“Man, the sport of nature!” said he, pointing to a bead of dew that hung glittering on a leaf of the vine. “Say man, the sovereign of nature! With but so feeble an instrument as this dew-drop he might control and scorn the wind and the wave! Or would you defy the storm in darkness, without sun or star speed through the unknown ocean, and add a new world to the old? Within this fragment lies the secret.”

He struck off a brown splinter from the stone of the balcony.

Exiled—Desperate—Undone

“Or would you behold regions to which the stars that now blaze above our heads are but the portal,” he said; “kingdoms of light never penetrated by mortal vision; generations of worlds? By what splendid influence, think you, that the miracle is to be wrought? Even by this dust!”

He took up a few grains of the sand at his feet and poured them into my robe. He saw his time.

“Would you,” exclaimed he, “be master of those magnificent secrets? Then bind this girdle round you and invoke the name that I shall name.”

I shuddered; the arts of the diviner flashed upon me. But I had listened too long not to be enfeebled by the temptation. I felt the passion which lost us paradise—the thirst of forbidden knowledge. Still I resisted. The young deceiver pressed me with more distinct promises.

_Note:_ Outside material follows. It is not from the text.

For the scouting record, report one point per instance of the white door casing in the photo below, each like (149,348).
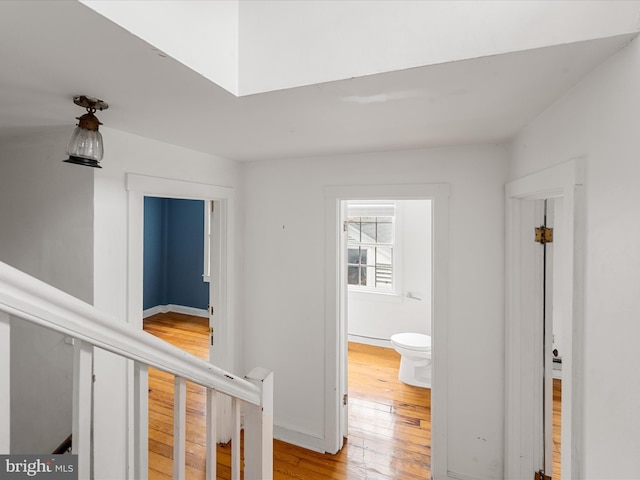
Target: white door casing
(523,432)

“In your fate,” said he, “the fate of your nation is bound up. Has it not been declared that a great deliverer is to come, by whom the face of the enemies of Judah is to be withered, and the scepter of the earth given to the hand of Israel? Pledge yourself to me and be that deliverer! You shrink! Know then—that even while I speak, every creature of your blood is in chains; your house is desolate; your fortunes are overthrown; you are cut off root and branch; you are exiled—desperate—undone!”

I felt a dreadful certainty that his words were true. My heart bled at the picture of ruin. I wavered. The temptation tingled through my veins.